Delegation. The arbitrator—not any court—decides disputes about the interpretation, applicability, enforceability, or formation of this Section, except a court decides enforceability of the class/representative waiver and the Mass-Filing Protocol.
Fees. AAA filing/arbitrator fees are allocated per the Consumer Rules; however, we will pay the consumer’s share of AAA filing fees exceeding USD $200 for non-frivolous claims. Each party bears its own attorneys’ fees unless the arbitrator awards fees under applicable law.
A “Mass Filing” occurs when 25 or more similar arbitration demands (same/ coordinated counsel; substantially similar facts/legal theories) are filed within any 90-day period. The parties will select 10 bellwethers (5 each) to proceed first; all other demands are stayed, and AAA shall defer all filing/case fees for stayed matters. Within 30 days after the tenth award, the parties will mediate the remaining claims. If claims remain, they proceed in batches of up to 50, with fees for non-active batches deferred until activation. The arbitrator(s) may reallocate administrative and arbitrator fees to deter abusive or duplicative filings. Any AAA mass-arbitration fee schedule applies only if required by law. If AAA declines to administer under this Protocol, the parties will select another forum with materially similar procedures; failing agreement, stayed claims shall be filed exclusively in the state or federal courts in Indiana.

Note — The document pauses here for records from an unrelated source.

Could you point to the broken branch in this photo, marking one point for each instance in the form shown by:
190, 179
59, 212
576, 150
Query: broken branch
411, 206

You may opt out of arbitration and the class-action waiver by emailing legal@dividendgrowthmachine.com within 30 days of first accepting these Terms. Include your name, account email, and a clear statement of your opt-out. If you opt out, or if arbitration is unenforceable, exclusive jurisdiction and venue lie in the state or federal courts in Indiana, and both parties waive a jury trial.
See §1. Material changes (including price changes) are provided in advance and take effect at your next renewal (subscriptions) or 30 days after notice (others). If you do not agree, cancel before the effective date.

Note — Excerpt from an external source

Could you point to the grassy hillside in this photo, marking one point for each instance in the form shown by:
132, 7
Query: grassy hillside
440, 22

Service & Price Changes. We may modify or discontinue features at any time. Prices may change with advance notice; posting updated pricing in the billing portal or within the Services constitutes notice.
By clicking “I Agree,” you accept these Terms electronically. We maintain versioned acceptance records including the presented text or a cryptographic hash (version ID), timestamps for display and acceptance, IP address, and user agent. For material changes, we may require re-acceptance at next sign-in. Notices may be sent to your account email or shown in-product.